The report, commissioned by the World anti-Doping Agency (WADA), found substantial evidence of Russian track-and-field athletes flouting rules and being administered doping substances.
While Russian Sports Minister Oleg Matytsin says the payment will be made before mid-August, a failure to do so would entail removing and banning Russia’s body of their representing athletes in any sporting games, including international competitions and the upcoming Tokyo Olympics.
Rune Andersen, who is chairman of the taskforce primarily in-charge of reforming Russia’s operations and reinstatement, has been dismayed that they had seen “very little in terms of changing the culture of Russian athletics” within the last 5 years, since the break of the doping report.
Andersen has stated that the response from RusAF, Russia, and its reform after the scandal has been insufficient. His taskforce has undertaken “an enormous amount of time and effort trying to help Rusaf reform itself and Russian athletics, for the benefit of all clean Russian athletes.”
Any expulsion will have to be approved by the World Athletics Congress.
Russia’s sporting scene has been rocked with increasing controversy ever since the damaging finds of its doping report. In July 2020, Grigory Rodchenkov, best known for being the mastermind behind the doping scandals, has said that all Russian athletes should be banned in the fourthcoming Tokyo Olympics, in an interview with BBC Sport.
Now a whistle-blower, and in hiding from Russian authorities in exile, Rodchenkov said the country had not changed its stripes in regards to doping, despite its ban from all major sporting events for four years in December for its manipulation of laboratory data.
“The same personnel who were smuggling and swapping samples during Sochi (the 2014 Winter Games), they were falsifying all documentation,” he said through the virtual interview.
“It was a progression in falsifying, of this data — an incredible fraud of unspeakable proportion. It shows the country learns absolutely nothing.”
As more of Russia’s efforts have been reported to be lacklustre and uninspiring, news of another scandal broke out within Russian athletics in August 2020.
Yuri Ganus, who was appointed director of the Russian Anti-doping Agency (RUSADA) after the doping scandal, has been accused to have overseen immense financial irregularities during his tenor.

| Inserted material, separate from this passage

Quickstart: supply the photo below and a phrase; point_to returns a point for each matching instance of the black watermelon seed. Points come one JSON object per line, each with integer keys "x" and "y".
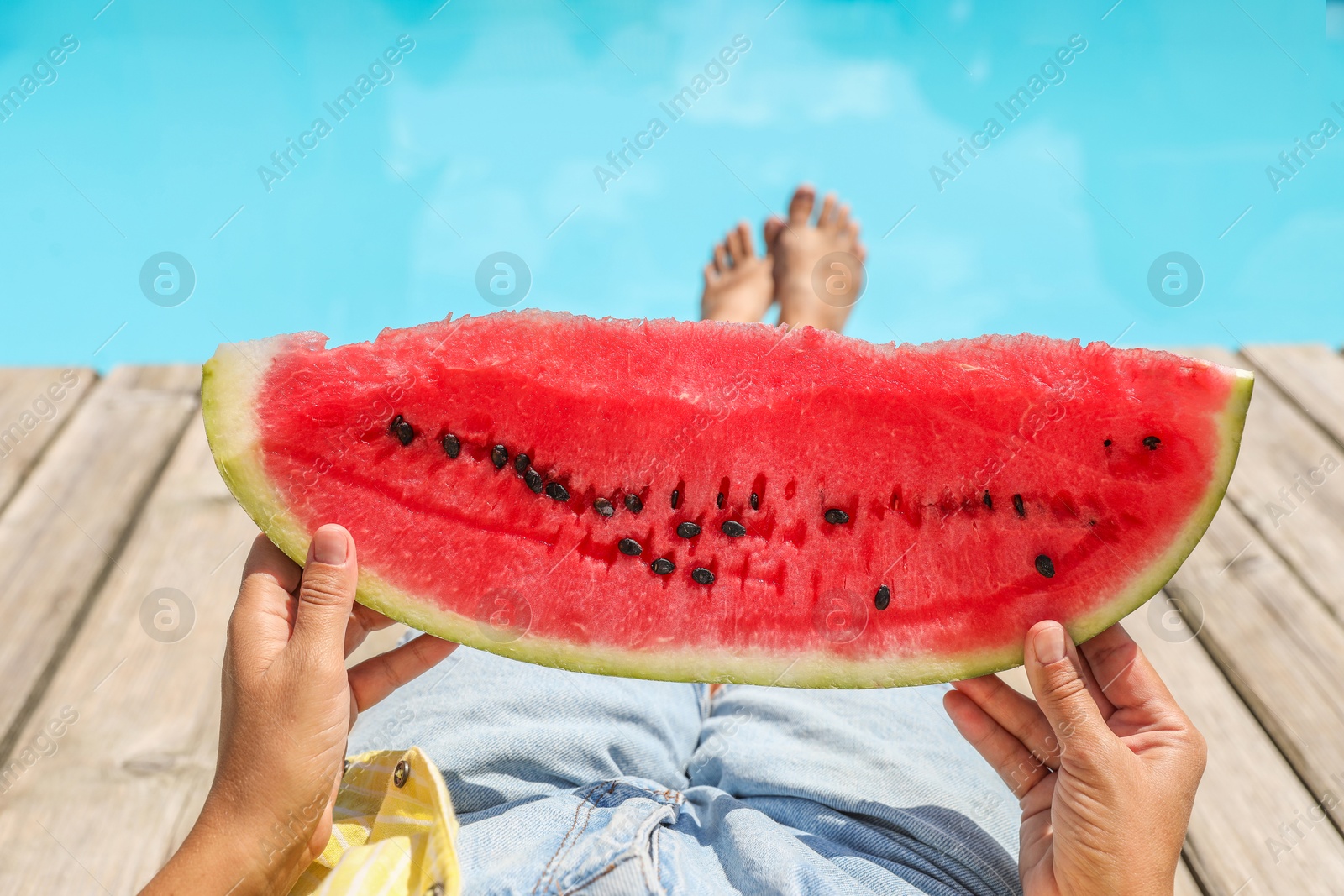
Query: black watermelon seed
{"x": 402, "y": 430}
{"x": 1045, "y": 566}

His own board members have called on Russia’s sporting authorities and governing bodies to remove Ganus out of his position permanently.
Ganus was previously appointed as the head of RUSADA during the same time it was appealing for its reinstatement over the aforementioned doping scandal. This comes after one of the conditions for Russia’s body to be reinstated was the appointment of a new director.
The supervisory board of RUSADA are said to be meeting to discuss the allegations against Ganus since. Chairman of the board Alexander Ivlev has publicly stated that the allegations are taken as factual, and further advised the agency’s founders, as well as Russia’s Olympics and Paralympic committees to put Ganus out of his position, the Interfax news agency reported.
WADA has since said it was “extremely concerned” by the board’s recommendations, seeking clarifications from the appropriate Russian authorities.
The case will be heard by the Lausanne-based Court of Arbitration for Sport (CAS) in November.